Gitea Actions
ReviewAudited by ClawScan on May 10, 2026.
Overview
The skill mostly matches its Gitea Actions purpose, but it can start workflows by default and handles an undeclared API token in ways users should review before installing.
Install only if you intend to let this skill trigger workflows in your Gitea/Forgejo repositories. Use your own HTTPS Gitea URL, a least-privilege token, and review any dispatch request before allowing it to run.
Findings (3)
Artifact-based informational review of SKILL.md, metadata, install specs, static scan signals, and capability signals. ClawScan does not execute the skill or run runtime probes.
A mistaken or autonomous call that omits the action but includes workflow details could start CI/CD jobs or deployments unexpectedly.
The mutating workflow-dispatch path is selected by default when action is omitted and performs a POST to the dispatch endpoint.
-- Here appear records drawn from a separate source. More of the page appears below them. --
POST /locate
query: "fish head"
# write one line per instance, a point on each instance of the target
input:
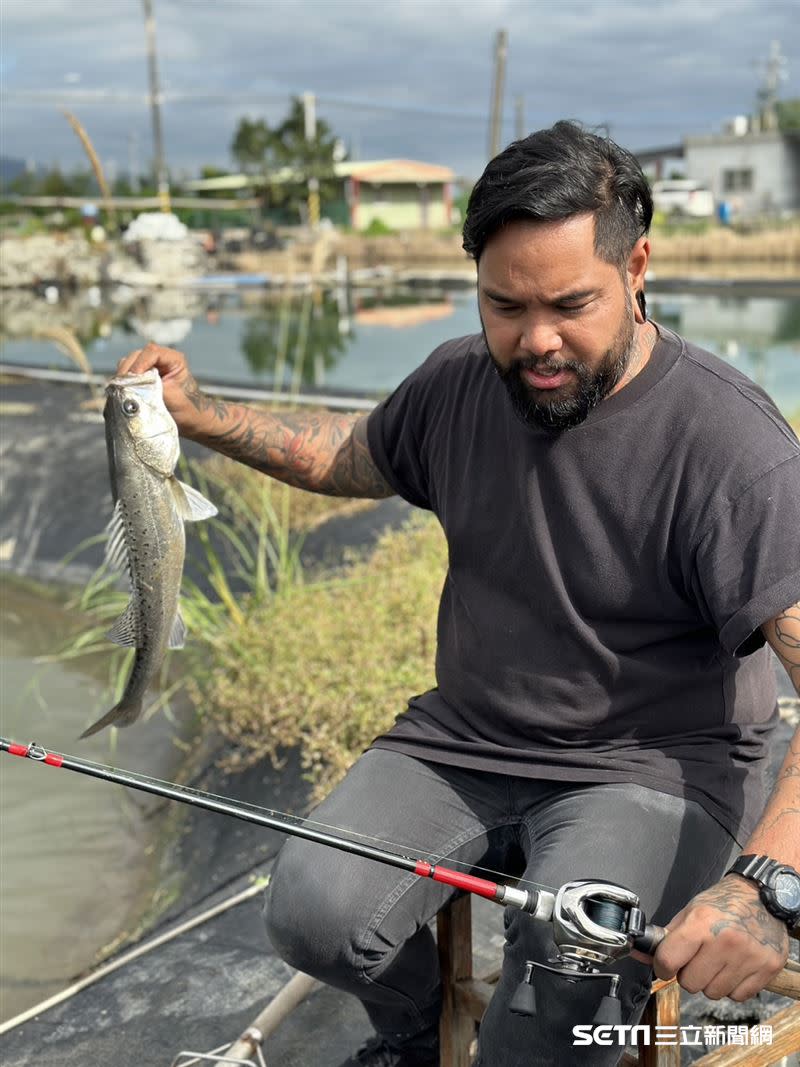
(137, 419)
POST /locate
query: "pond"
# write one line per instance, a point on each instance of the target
(65, 894)
(73, 851)
(363, 343)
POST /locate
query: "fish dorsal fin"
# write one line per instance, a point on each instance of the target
(116, 548)
(124, 631)
(177, 635)
(192, 506)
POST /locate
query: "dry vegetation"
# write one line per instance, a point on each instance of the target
(328, 666)
(300, 510)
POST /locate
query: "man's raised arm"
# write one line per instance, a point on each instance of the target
(321, 451)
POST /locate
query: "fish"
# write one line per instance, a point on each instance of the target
(146, 534)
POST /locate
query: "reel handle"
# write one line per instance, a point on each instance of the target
(650, 939)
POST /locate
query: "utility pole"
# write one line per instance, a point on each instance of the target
(309, 116)
(133, 161)
(774, 73)
(501, 48)
(520, 117)
(158, 141)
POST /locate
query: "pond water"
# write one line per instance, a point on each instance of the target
(73, 851)
(363, 343)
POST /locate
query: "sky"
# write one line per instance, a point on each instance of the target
(404, 79)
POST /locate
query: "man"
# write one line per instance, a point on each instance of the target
(622, 514)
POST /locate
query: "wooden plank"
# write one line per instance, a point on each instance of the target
(785, 1039)
(662, 1009)
(473, 997)
(454, 937)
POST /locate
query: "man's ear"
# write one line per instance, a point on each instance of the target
(637, 268)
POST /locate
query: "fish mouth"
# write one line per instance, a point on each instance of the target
(131, 381)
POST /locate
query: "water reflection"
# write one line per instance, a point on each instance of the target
(75, 854)
(364, 341)
(294, 347)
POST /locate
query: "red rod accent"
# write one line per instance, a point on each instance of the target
(467, 881)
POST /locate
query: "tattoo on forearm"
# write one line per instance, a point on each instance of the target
(783, 634)
(319, 451)
(742, 912)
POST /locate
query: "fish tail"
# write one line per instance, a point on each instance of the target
(121, 715)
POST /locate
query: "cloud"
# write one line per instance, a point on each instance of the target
(406, 79)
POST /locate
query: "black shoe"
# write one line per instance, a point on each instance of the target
(378, 1053)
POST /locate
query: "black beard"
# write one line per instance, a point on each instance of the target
(563, 413)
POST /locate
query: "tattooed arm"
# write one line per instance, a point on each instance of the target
(321, 451)
(725, 942)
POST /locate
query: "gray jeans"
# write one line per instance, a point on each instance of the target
(364, 927)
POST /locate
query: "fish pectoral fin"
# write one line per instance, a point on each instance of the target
(192, 506)
(177, 635)
(124, 631)
(116, 547)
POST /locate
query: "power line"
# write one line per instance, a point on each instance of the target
(255, 96)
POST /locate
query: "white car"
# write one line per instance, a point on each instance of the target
(683, 196)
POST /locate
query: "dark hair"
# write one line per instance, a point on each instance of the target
(557, 173)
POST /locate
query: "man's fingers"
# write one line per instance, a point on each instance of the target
(675, 952)
(169, 361)
(126, 364)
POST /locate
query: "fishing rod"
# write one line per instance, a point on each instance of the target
(593, 922)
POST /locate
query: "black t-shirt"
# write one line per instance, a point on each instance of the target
(605, 587)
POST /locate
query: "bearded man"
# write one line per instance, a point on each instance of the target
(622, 513)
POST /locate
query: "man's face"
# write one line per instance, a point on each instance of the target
(558, 320)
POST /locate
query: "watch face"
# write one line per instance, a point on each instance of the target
(786, 888)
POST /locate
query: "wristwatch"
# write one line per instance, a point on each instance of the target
(779, 886)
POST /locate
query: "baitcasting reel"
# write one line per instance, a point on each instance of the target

const action = input.action || "dispatch"; ... "-X", "POST", ... url, "-d", body
Require action: "dispatch" explicitly, add user confirmation for workflow dispatches, and document allowed owner/repo/workflow/ref scopes.
Users may not be clearly warned that they are granting repository workflow authority, and using an http URL could expose the token in transit.
The skill requires a sensitive API token and gives a non-HTTPS URL example, while registry metadata declares no env vars or primary credential.
- `GITEA_URL` - Gitea API URL (e.g., `http://8.137.50.76:10000`); - `GITEA_TOKEN` - Gitea API token
Declare GITEA_TOKEN and GITEA_URL in metadata, recommend HTTPS-only URLs, and instruct users to use a least-privilege token limited to the intended repositories and workflow actions.
The skill depends on the local curl binary and PATH environment; if curl is missing or replaced, the skill may fail or run unexpected local code.
The skill launches a local curl process to perform API requests; this is aligned with the purpose but is not reflected in the declared requirements.
const { spawn } = require("node:child_process"); ... const p = spawn("curl", args, { env: process.env });Declare curl as a required binary or replace it with a built-in Node HTTP client, and continue avoiding shell-string execution.